Adaletin Yerine Getirilmemesi
Katliamın failleri zaman aşımı gibi utanç verici bir sebep bahane edilerek serbest bırakıldı. Düşüncelere, kimliklere, farklılıklara düşman olmanın yarattığı bu insanlık suçunun ideolojik altyapısı ne yazık ki bugün de varlığını sürdürüyor. İfade özgürlüğüne, düşünce yayma hürriyetine ve farklılıklara tahammülsüzlük, uzun süredir demokrasimizi esir etmiş durumda.
Toplumsal Hafızanın Önemi
Bu katliamların ve insanlık suçlarının bir daha yaşanmaması için farklı kimliklere ve farklı düşüncelere tahammülsüzlüğü besleyen siyasal yapıyı değiştirmek zorundayız. Her fırsatta toplumsal hafızamızı diri tutmalı, yaşanan katliamları anlatmalı ve aktarmalıyız. Bu topraklarda bir kişinin daha dini, dili, etnik kimliği, düşüncesi, inancı veya inançsızlığı yüzünden katledilmesine izin vermeyeceğiz.

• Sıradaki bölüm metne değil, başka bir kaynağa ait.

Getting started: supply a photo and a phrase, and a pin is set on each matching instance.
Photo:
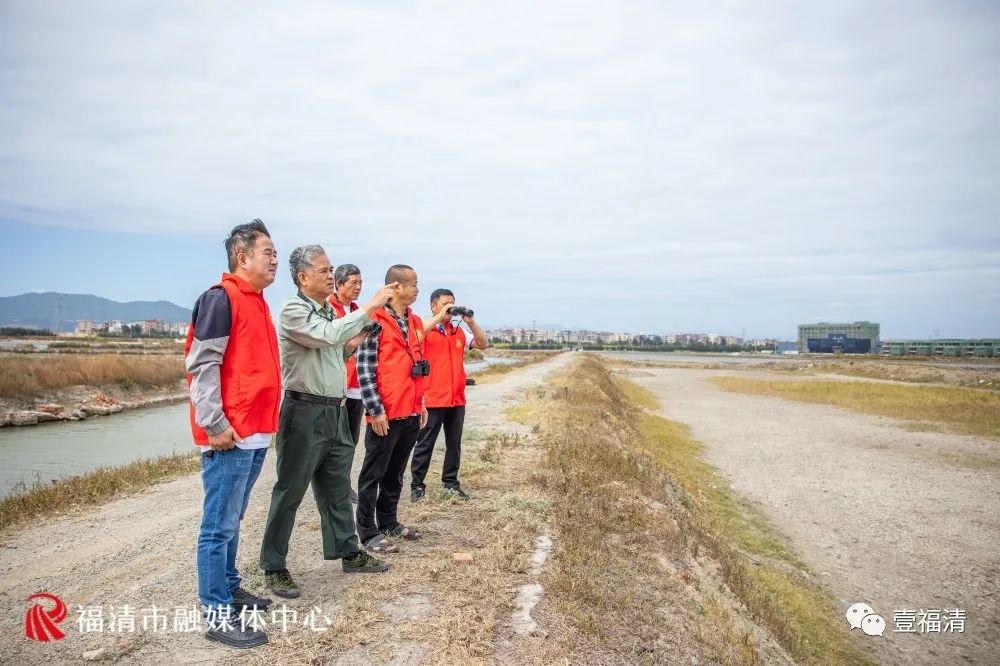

Sivas Katliamı’nda Kaybettiklerimizi Saygıyla Anıyoruz
Sivas katliamında yitirdiğimiz canlarımızı saygıyla anıyoruz. Muharrem Ayı'nın önemine dair konuşmalar yapıldı; ancak Sivas katliamıyla ilgili de konuşulmasını beklerdik. Katliamın acısını unutmadık, unutturmayacağız.